Take a quick dip into any one of the hundreds (thousands?) of years of art history and you’ll find that, no, actually, plenty of great art was made by creeps, assholes, vampires, perverts, and worse.
In Jenny Offill’s Dept. of Speculation, the narrator calls them “art monsters”:
My plan was to never get married. I was going to be an art monster instead. Women almost never become art monsters because art monsters only concern themselves with art, never mundane things. Nabokov didn’t even fold his own umbrella. Vera licked his stamps for him.
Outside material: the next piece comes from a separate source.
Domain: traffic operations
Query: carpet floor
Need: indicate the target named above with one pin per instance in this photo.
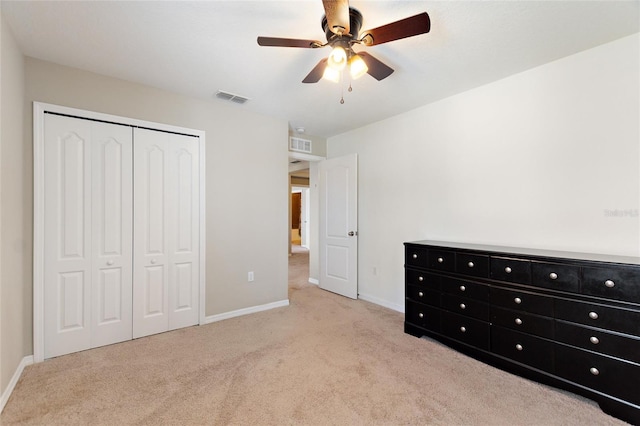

We’re all complicated. And we’re all creepy, to a certain degree. If we didn’t believe that we could be a little better in our art than we are in our lives, that our best selves are found in the art, what would really be the point? But it’s still crushing when someone who’s made art that you love turns out to be a real creep.
What is heartening, I think, is that the cultural celebration of the Art Monster is fading, and the myth that being an absent parent, a cheater, an abuser, an addict, an asshole, etc. is somehow a prerequisite for — or is somehow excused by — great work is slowly being torn down. And if making great art ever let you off the hook for your failures as a human being, those days are going away, too. (Good riddance.)
Director Steven Soderbergh was recently asked if he believed that an artist has to be disturbed in some way to make memorable art. “Not at all,” he said.
It takes a lot of energy to be an asshole. The people I admire most just aren’t interested in things that take away from their ability to make stuff. The people I really respect, and that I’ve met who fit this definition, have a sense of grace about them, because they know that there is no evolving and there is no wisdom without humility.
Earlier in the interview, Soderbergh said that when he speaks to a film class, he spends the last 1/4 of the talk “discussing personal character, how to behave, and… how you treat people.”
That’s the kind of talk that helped me as a young artist. I remember asking George Saunders how he managed to be a decent artist and a decent family man. How he and others showed me that it’s not impossible, you don’t need to be an art monster, and that, in fact, being a decent human being will only make your art better.